So you’ve presented the perfect pitch to a Business Angel or Venture Capitalist who is obviously impressed that you have a stellar team, identified a real customer need, defined your “just enough” version and know how to get traction for your product.
Then comes that most tricky of questions: “how do you intend to make money?”
The knee-jerk reaction is to turn to the page with your financial model with 50 rows of numbers, three growth scenarios and with even the price of the water cooler factored into the financial model. After all, surely your future shareholders want to see you can handle all the detail, right? This approach however doesn’t reveal an appreciation of the highly important and yet dynamic situation faced by startups where far more is at stake depending on the assumptions you make surrounding the three key issues:
1. Unit price or revenue per customer
How much money will you charge one customer for one product? The simpler the answer to this question, the quicker your business will be understood. Whether you charge a price per user, server or download early-stage businesses will need to set a price, or a range of prices for various product packages. If you offer several different packages each with a different price then I would discuss average prices. Nevertheless, simplicity is the objective. In fact, early-stage businesses are most effective in winning those first key supporters when the revenue plan can be calculated in your head with some simple mental arithmetic.
2. Cost to acquire a customer
How much does it cost you to acquire a new customer? Regardless of whether your sell direct to consumers or to enterprises, winning those customers will have a direct or an indirect cost. If you sell direct, you will need to factor in the costs of attracting customers to use and purchase your product as well as a discussion on how those costs will change over time. Even better, you can discuss how you might influence the acquisition costs to your advantage. If you sell to enterprise customers, you will face the costs of the sales process though the same discussion can be had around the change over time.
3. Cost to serve a customer
Once a customer has signed on, how much customer care is needed to keep that customer? The cost of serving a customer base needs to be added to the cost of acquisition in order to estimate the profitability of each new customer relationship. Internet based business, especially those with a high degree of self-service, have enabled the cost-to-serve to decline dramatically. If you are providing any ongoing service requiring incremental effort, however, that cost may make some levels of revenue per customers unprofitable. And again, the same goes here as for the cost-to-acquire, the most interesting aspects are how it will develop and how it can be influenced over time.

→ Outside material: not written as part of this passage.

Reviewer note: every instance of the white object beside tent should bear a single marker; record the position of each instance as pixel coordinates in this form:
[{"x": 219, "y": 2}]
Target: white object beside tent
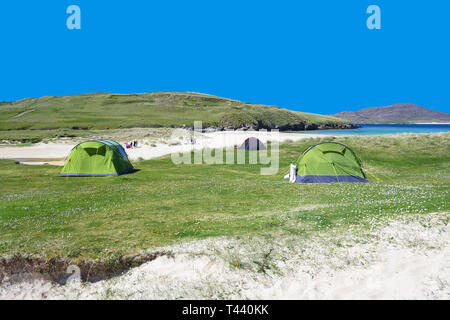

Another way to describe this analysis is per-customer economics. These three elements sometimes seem too simplistic, though they’re often made overly complicated or simply overlooked. Their usefulness in explain your business can’t be underestimated. Breaking down a venture into a few key assumptions will aid you enormously in convincing early supporters of the viability of your business idea. Separating out these numbers will strengthen the aggregated business plan and also engage anyone evaluating the business in thoughtful discussion. Only when the interplay of these revenues and costs are understood, even if only as assumptions, can an evaluation of the viability of the business model really begin.